# One moment please

The matrix is reloading …

Posted on 6/9/02; 9:38:40 PM
# Evangelizing Mozilla the hard way

Chris “coldacid” Charabaruk has posted a silly rant criticizing CNet’s review of Mozilla 1.0. “Perhaps trained monkeys write their reviews”, he says, concluding that “Perhaps it’s time for the CNet management to pull their heads out of Microsoft’s ass”.

Chris, perhaps it’s time for you to take a holiday.

You can try spraying invective at everyone who doesn’t think the Mozilla groupthink. But that solution doesn’t scale — because there are millions of those people, so you’ll just end up with ulcers, and they’ll just end up ignoring you. It’s much more efficient just to fix the problems they’re complaining about. Let’s take them one at a time.

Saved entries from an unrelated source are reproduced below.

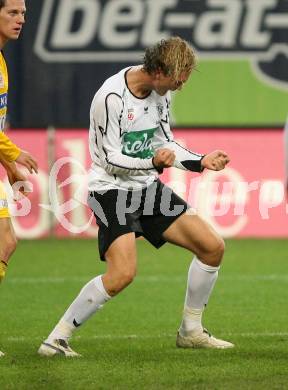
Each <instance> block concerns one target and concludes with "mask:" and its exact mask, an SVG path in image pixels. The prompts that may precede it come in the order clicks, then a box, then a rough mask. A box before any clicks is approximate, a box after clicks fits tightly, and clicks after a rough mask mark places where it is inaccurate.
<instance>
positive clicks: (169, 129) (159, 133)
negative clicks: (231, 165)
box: [157, 95, 229, 172]
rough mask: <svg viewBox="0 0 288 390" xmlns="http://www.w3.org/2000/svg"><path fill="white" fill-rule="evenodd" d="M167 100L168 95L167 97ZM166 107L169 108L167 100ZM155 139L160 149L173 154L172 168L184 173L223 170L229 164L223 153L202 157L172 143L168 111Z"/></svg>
mask: <svg viewBox="0 0 288 390" xmlns="http://www.w3.org/2000/svg"><path fill="white" fill-rule="evenodd" d="M167 99H169V95H168V96H167ZM167 106H169V102H168V100H167ZM157 137H158V140H157V142H158V144H159V145H161V147H162V148H166V149H170V150H171V151H173V152H174V154H175V160H174V162H173V166H174V167H175V168H179V169H183V170H186V171H193V172H202V171H203V169H204V168H207V169H211V170H220V169H223V168H224V167H225V165H226V164H227V163H228V162H229V157H228V156H227V154H226V153H225V152H223V151H220V150H216V151H214V152H212V153H209V154H207V155H204V154H201V153H196V152H193V151H191V150H188V149H186V148H184V147H183V146H182V145H180V144H178V143H177V142H176V141H174V137H173V133H172V131H171V129H170V123H169V114H168V111H167V115H166V116H165V119H162V120H161V122H160V127H159V130H158V132H157Z"/></svg>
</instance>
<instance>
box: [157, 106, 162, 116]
mask: <svg viewBox="0 0 288 390" xmlns="http://www.w3.org/2000/svg"><path fill="white" fill-rule="evenodd" d="M157 110H158V112H159V115H160V116H162V115H163V104H161V103H158V104H157Z"/></svg>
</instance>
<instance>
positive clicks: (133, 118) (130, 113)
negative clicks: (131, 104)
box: [128, 108, 134, 121]
mask: <svg viewBox="0 0 288 390" xmlns="http://www.w3.org/2000/svg"><path fill="white" fill-rule="evenodd" d="M133 119H134V109H133V108H128V120H129V121H133Z"/></svg>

[The review] implies that closed source software is always superior to any open source counterpart. Something we know to be false.

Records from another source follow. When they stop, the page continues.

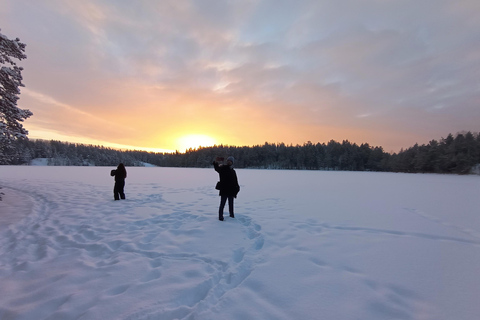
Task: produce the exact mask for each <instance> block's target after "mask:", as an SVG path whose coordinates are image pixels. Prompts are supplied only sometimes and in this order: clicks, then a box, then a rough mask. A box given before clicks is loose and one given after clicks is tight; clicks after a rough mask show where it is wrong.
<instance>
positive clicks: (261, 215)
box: [0, 166, 480, 320]
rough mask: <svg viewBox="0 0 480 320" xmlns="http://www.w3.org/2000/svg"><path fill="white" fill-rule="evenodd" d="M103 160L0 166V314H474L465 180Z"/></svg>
mask: <svg viewBox="0 0 480 320" xmlns="http://www.w3.org/2000/svg"><path fill="white" fill-rule="evenodd" d="M111 169H113V168H105V167H104V168H101V167H38V166H18V167H15V166H1V167H0V186H1V187H3V188H2V189H1V190H0V191H1V192H3V193H4V196H3V201H0V219H1V220H0V222H1V223H2V226H1V227H0V288H1V294H0V319H18V320H23V319H35V320H38V319H125V320H126V319H129V320H133V319H162V320H165V319H209V320H215V319H222V320H223V319H238V320H245V319H285V320H287V319H288V320H291V319H340V320H343V319H345V320H347V319H348V320H349V319H366V320H375V319H378V320H385V319H435V320H472V319H479V318H480V300H479V297H480V272H479V271H480V269H479V268H480V177H478V176H456V175H421V174H394V173H360V172H323V171H279V170H272V171H269V170H240V169H237V175H238V178H239V182H240V185H241V191H240V193H239V195H238V198H237V199H236V202H235V210H236V212H235V214H236V218H235V219H231V218H229V217H228V209H227V208H226V212H227V214H226V219H225V221H223V222H220V221H218V219H217V210H218V204H219V197H218V193H217V191H216V190H214V186H215V183H216V181H217V180H218V175H217V173H216V172H214V170H213V169H181V168H176V169H174V168H127V170H128V178H127V180H126V187H125V192H126V196H127V199H126V200H121V201H114V200H113V192H112V189H113V180H112V178H111V177H110V175H109V173H110V170H111ZM227 207H228V206H227Z"/></svg>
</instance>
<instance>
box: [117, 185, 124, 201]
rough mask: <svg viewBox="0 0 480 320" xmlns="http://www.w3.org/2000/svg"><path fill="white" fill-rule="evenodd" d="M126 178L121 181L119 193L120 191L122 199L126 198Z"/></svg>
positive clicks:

Who’s this “we”, Chris? Mozilla contributors? Slashdot readers? The people you hang out with on IRC?

Currently, open source software is only better at the invisible stuff — stability, security, and (in some cases) speed. In the visible stuff, it tends to suck, and the visible stuff is what the general public judge it on. Now, even putting aside its usability problems, Mozilla’s interface is just plain sloppy. And it’s only natural to expect that sloppiness to continue in the back end, even if it doesn’t.

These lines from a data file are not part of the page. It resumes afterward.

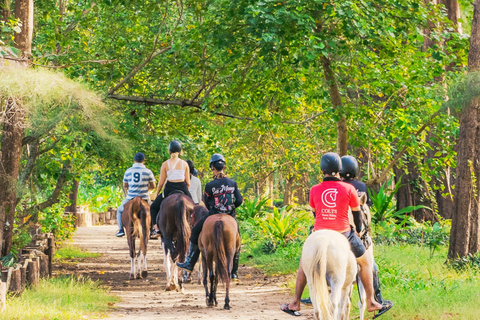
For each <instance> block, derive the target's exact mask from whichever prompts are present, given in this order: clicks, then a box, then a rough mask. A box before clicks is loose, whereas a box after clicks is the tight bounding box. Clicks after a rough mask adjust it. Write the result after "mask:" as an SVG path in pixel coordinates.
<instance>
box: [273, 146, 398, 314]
mask: <svg viewBox="0 0 480 320" xmlns="http://www.w3.org/2000/svg"><path fill="white" fill-rule="evenodd" d="M320 167H321V169H322V172H323V173H324V175H325V178H324V180H323V182H322V183H321V184H319V185H316V186H314V187H313V188H312V190H311V193H310V205H311V207H312V209H313V212H314V214H315V226H314V228H315V230H320V229H330V230H336V231H338V232H340V233H342V234H343V235H344V236H345V237H347V239H348V242H349V243H350V248H351V250H352V252H353V254H354V255H355V258H356V259H357V263H358V264H359V265H360V267H361V268H360V272H359V273H360V278H361V279H362V283H363V285H364V287H365V291H366V294H367V301H366V303H367V311H369V312H374V311H380V312H379V314H378V315H380V314H383V313H384V312H385V311H387V310H388V307H387V306H382V305H381V304H380V303H378V302H377V301H375V298H374V290H373V259H372V257H371V256H370V255H368V254H365V252H366V249H365V246H364V245H363V243H362V241H361V240H360V238H359V237H358V235H357V234H356V233H355V231H354V230H353V229H352V227H351V226H350V224H349V223H348V208H349V207H350V209H351V210H352V214H353V218H354V222H355V227H356V229H357V231H358V232H360V230H361V228H362V225H363V224H362V220H361V214H360V208H359V202H358V196H357V192H356V190H355V188H353V186H351V185H349V184H347V183H345V182H342V181H341V180H340V175H339V172H340V170H341V169H342V162H341V160H340V156H339V155H338V154H336V153H333V152H328V153H326V154H324V155H323V156H322V159H321V161H320ZM306 285H307V278H306V276H305V273H304V272H303V268H302V265H301V264H300V265H299V267H298V272H297V281H296V284H295V295H294V298H293V301H292V302H291V303H289V304H283V305H282V306H281V308H280V309H281V310H282V311H284V312H286V313H288V314H291V315H294V316H298V315H300V312H299V310H300V299H301V297H302V293H303V290H304V289H305V286H306ZM378 315H377V316H378Z"/></svg>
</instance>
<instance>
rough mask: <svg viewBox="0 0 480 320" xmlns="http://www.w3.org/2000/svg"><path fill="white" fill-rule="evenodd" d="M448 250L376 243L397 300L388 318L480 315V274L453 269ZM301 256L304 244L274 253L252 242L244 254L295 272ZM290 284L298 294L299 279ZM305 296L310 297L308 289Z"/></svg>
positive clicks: (280, 270)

The cure for this is polish and patience. Polish Mozilla’s front end, so it looks more professional than Internet Explorer’s front end, and people won’t be so surprised that the back end is more professional too. And develop more Free software which is clearly better than its proprietary competitors, so people get used to the idea that it can be better.

… Pages [designed for Internet Explorer] look odd [in Mozilla] for a reason, that reason being that IE’s renderer is not truly standards-compliant. Well, Mozilla is.”

I could quibble at the black and white statement (Mozilla’s standards compliance is far from perfect, and Internet Explorer is far from hopeless), but that’s not the point. The point is, how on earth do you expect users to know this? Do you expect the W3C specifications to seep into their brains by osmosis?

If you want to fix this problem, implement the icon in Navigator’s status bar which goes sad when a page is badly non-standard. Just have it complain about missing doctypes to start with, then we can gradually get more picky in later versions. That would achieve more than a dozen evangelists would.

You'll find that behavior all over Mozilla. File->Exit or File->Quit, they all close Mozilla completely. As it has been from the beginning. Why have you not caught on to that before?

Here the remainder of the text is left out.